Starting point is 00:18:42 But block provisioning is if there is a volume collection, or volumes anywhere in the system, you have to be able to modify, create and modify them. That sounds pretty simple when you go to explain it. It was a really ridiculously long argument that led up to that. But, you know, one of the things we did not do, at least for the initial implementations of all of these, was make them really complicated. We've actually deliberately left out, you know, a whole slew of required properties on all of these things.
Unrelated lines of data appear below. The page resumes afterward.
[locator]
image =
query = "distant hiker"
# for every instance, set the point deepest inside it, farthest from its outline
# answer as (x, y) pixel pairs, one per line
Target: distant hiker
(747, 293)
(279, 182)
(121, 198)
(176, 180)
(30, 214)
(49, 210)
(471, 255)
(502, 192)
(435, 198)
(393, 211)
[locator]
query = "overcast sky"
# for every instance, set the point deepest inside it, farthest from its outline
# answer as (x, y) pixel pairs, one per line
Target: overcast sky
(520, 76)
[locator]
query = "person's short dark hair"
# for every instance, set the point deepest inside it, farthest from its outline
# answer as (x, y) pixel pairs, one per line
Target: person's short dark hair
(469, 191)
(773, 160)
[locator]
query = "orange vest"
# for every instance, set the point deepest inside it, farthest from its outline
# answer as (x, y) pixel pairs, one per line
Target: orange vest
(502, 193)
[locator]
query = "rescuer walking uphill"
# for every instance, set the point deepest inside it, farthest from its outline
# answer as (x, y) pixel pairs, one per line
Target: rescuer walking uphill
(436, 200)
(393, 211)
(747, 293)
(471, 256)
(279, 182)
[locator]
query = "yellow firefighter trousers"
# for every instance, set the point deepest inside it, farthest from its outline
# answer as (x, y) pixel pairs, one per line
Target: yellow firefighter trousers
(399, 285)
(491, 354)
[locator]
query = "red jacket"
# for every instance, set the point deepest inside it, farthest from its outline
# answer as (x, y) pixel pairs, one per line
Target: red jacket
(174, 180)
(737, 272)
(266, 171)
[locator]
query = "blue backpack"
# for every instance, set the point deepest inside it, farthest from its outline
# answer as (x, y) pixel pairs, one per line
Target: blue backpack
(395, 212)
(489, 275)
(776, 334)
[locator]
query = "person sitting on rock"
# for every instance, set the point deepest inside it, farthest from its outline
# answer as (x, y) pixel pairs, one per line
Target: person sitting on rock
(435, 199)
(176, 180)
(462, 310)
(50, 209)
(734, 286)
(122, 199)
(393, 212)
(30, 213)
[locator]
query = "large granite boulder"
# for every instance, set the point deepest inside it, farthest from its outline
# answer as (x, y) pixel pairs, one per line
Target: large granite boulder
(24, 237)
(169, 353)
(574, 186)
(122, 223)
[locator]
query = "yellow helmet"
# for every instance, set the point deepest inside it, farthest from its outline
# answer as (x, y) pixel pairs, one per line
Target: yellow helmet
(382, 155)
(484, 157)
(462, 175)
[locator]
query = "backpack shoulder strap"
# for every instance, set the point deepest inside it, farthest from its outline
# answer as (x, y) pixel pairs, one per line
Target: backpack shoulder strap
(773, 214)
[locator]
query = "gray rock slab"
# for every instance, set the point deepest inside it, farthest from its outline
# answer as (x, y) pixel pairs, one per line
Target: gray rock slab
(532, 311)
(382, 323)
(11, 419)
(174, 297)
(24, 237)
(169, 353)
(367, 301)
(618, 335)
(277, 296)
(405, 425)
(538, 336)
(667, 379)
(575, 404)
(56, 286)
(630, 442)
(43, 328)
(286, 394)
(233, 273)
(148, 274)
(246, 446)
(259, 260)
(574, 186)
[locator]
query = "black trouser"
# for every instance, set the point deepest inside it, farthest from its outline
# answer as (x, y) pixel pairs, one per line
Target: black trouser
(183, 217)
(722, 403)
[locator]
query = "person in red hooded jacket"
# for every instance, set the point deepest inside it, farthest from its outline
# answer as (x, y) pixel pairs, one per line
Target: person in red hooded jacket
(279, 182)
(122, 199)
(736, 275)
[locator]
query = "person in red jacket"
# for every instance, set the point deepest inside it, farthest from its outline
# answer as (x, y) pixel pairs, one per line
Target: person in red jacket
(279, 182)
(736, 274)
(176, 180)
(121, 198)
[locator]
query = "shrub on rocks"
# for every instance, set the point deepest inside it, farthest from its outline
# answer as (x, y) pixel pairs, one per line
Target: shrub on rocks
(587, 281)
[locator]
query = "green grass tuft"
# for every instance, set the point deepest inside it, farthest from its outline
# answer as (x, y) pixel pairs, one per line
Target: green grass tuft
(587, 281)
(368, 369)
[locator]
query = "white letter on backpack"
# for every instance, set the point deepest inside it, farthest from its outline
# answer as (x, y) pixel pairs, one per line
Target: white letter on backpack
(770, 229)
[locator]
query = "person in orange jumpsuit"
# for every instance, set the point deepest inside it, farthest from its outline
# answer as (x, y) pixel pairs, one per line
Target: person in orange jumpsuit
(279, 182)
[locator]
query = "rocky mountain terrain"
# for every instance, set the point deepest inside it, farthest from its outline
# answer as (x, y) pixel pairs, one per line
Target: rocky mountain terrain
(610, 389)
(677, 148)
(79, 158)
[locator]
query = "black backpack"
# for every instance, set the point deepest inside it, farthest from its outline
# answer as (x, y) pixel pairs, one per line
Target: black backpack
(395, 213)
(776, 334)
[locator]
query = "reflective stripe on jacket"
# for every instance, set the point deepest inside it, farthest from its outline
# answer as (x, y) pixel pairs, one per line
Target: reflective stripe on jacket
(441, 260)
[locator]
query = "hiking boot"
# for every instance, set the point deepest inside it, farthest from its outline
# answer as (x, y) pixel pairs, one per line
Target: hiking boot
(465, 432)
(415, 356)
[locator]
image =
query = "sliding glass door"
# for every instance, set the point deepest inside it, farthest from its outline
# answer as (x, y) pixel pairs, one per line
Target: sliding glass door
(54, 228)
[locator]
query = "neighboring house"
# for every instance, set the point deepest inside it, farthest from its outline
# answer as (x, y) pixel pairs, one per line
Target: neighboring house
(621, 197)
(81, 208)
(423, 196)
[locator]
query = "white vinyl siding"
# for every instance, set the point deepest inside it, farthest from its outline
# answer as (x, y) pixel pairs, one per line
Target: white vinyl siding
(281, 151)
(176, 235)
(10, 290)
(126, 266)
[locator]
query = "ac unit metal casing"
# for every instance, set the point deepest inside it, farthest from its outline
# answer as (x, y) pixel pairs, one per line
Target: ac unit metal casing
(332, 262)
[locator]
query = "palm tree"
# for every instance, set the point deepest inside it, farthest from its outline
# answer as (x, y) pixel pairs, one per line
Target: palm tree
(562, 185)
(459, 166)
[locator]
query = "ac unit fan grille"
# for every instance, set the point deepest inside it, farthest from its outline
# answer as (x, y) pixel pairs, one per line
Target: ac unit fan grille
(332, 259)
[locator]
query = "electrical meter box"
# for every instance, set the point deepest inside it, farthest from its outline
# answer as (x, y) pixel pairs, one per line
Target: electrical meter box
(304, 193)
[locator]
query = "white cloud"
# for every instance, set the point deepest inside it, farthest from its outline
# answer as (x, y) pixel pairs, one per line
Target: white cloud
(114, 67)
Starting point is 00:19:21 Most of them have very simple definitions with them. There are a handful of, things. Most of them have very simple definitions with them. There are just a handful of places where we have required properties. So one of them is, as we talked about, and I'll show the exact details of this in a minute, like where we said swordfish discovery, you need to be able to differentiate between a redfish and a swordfish implementation.'s a required property in there for that but we don't basically go through
Starting point is 00:19:50 and say oh yes for you know every endpoint you have to have the name and the manufacturer and all of those things if we get requirements coming back that say um you know no everyone really needs to do that we need and we really need to flush these, everyone really needs to do that, and we really need to flush these things out more, we will do that. But what we wanted to do was really get a high-level set of functionality, base functionality, with the assumption
Starting point is 00:20:16 that implementations are going to populate a bunch of properties in these objects. And if we need to go back and, you know, get down to that level of detail, we will. Okay. So some of these other ones, just to kind of clarify, local and remote replication have very, very similar requirements. In fact, they're identical except that you need to be able to differentiate a local fault domain from a remote fault domain. And so that's the only reason that those two things are separate,
Starting point is 00:20:50 is you have to be able to differentiate your fault domains. That's as much from an implementation side as from a client side, although the client sides really also want to know that when they're setting up DR. So if you actually go look at those profiles they have like two or three words different in the entire files um there may be a way to to actually combine those two things together but from my perspective i was trying to just keep that one-to-one mapping I talked about. Okay, so mapping and masking. Again, it's very, or sorry, let me do this one.
Starting point is 00:21:33 Block capacity management is also very simple. You need to be able to do a, basically expand the capacity of volumes or file systems, depending on whether it's block or file capacity management. So again, those profiles are very tiny, but they correspond to the target functionality. Okay. And then there were a couple of things over here that ended up specifically in the class and to have class of service and they're duplicated, which is the replication.
Starting point is 00:22:08 That's actually because the replication works differently over there. So we had to, even though it's basically still advertising replication capabilities, the underlying schema requirements were radically different, so we ended up with different profiles for those. All right. So I think I've probably, well, I've said a lot of the framework for this, but we haven't really described them yet.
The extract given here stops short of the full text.